Methods to deoxygenate organic molecules are very important to customize the pattern of substituents in synthetic targets such as fine chemicals or building blocks for synthesis. However, deoxygenation methods are almost exclusively based on platinum group metals and are dominated by homogeneous approaches. Now, Rhett Kempe and colleagues introduce an earth-abundant bimetallic heterogeneous catalyst competent for the chemoselective deoxygenation of a diverse family of organic compounds with high efficiency.
The catalytic system is prepared by impregnation of activated charcoal with a heterobimetallic Schiff base complex of cobalt and cerium (pictured), followed by pyrolysis. The resulting Co-Ce/C composite features small Co nanoparticles with a mean size of 6.8 nm surrounded by small Ce clusters (around 1 nm) highly dispersed in the carbon matrix. The authors benchmarked the activity of the system using the hydrodeoxygenation of acetophenone in the presence of hydrogen as a test reaction.
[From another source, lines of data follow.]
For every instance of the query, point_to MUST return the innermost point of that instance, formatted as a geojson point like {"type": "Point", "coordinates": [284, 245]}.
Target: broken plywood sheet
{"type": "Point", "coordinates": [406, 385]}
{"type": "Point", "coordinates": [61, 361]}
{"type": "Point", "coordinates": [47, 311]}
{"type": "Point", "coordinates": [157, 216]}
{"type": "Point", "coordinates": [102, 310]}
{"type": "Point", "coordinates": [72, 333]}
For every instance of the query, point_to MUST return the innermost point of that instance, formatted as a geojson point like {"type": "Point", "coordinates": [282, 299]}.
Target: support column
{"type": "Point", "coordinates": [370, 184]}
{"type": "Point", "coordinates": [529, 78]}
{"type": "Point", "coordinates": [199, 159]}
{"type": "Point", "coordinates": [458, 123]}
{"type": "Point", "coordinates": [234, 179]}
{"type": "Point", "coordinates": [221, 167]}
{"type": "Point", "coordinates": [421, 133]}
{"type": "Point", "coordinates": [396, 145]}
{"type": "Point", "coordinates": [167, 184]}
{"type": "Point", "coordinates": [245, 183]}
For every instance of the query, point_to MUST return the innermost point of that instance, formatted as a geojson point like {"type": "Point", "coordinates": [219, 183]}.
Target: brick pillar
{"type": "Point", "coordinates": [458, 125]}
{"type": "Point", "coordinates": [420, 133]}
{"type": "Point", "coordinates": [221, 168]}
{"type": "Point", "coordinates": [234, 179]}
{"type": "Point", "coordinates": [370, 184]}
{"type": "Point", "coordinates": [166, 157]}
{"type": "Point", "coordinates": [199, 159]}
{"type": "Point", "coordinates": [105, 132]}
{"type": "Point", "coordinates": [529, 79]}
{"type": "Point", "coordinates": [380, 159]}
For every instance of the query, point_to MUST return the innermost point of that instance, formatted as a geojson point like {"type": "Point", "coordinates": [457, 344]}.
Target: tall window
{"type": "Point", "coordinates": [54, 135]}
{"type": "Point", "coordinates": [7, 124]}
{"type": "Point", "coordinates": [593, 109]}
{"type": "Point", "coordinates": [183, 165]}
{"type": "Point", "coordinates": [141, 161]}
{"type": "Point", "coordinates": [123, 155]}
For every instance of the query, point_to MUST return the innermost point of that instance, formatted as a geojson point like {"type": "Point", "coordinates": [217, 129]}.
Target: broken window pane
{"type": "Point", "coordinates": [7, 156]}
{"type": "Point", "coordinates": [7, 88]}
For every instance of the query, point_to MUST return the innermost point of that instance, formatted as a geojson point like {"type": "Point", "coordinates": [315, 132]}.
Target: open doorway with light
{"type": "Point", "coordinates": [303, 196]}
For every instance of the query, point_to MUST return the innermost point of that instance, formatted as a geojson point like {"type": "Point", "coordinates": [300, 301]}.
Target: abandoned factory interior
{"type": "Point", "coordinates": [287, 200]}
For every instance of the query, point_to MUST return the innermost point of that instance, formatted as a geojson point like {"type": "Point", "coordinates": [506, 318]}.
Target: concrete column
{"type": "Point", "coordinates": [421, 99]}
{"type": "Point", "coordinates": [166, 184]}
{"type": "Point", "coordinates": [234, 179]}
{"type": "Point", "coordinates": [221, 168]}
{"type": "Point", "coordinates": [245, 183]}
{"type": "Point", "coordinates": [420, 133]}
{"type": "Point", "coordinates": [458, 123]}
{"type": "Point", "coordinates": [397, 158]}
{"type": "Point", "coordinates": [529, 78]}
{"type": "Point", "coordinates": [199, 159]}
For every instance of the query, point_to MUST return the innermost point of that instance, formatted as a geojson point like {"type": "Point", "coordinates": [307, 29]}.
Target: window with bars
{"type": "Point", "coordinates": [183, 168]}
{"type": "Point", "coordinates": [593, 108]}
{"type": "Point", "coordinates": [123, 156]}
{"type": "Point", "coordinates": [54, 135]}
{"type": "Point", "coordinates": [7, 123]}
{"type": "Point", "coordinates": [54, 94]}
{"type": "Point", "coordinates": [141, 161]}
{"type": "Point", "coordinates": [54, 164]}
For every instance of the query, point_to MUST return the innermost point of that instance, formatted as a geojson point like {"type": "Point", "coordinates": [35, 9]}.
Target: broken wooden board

Based on control experiments with monometallic Co or Ce catalysts, the simultaneous presence of both metals is crucial to achieve the selective formation of ethylbenzene over 1-phenylethanol. Similarly, employing supports other than charcoal for the preparation of the bimetallic system — that is, TiO2, CeO2, or γ-Al2O3 — has negative effects on both yield and selectivity. The mechanistic investigation also revealed that the synergy between metallic Co and mixed Ce3+/Ce4+ species at the surface of the catalyst is essential to trigger the desired hydrodeoxygenation reactivity.
Co-Ce/C turns out to be a very versatile catalyst when it comes to substrate scope. The system can deoxygenate a variety of aryl-alkyl ketones but also their related secondary alcohols. Furthermore, the corresponding aldehydes and primary alcohols can also be effectively transformed, albeit slightly harsher reaction conditions are required. A remarkable aspect of the method is the tolerance towards halogen substituents, which are usually cleaved by other catalysts under similar hydrogenation conditions. The only drawback in the case of halogenated species is the need of acid additives required to activate the substrate. The team further expanded the scope of the method by including selected examples of aliphatic alcohols as well as diols or bioactive molecules like ketoprofen.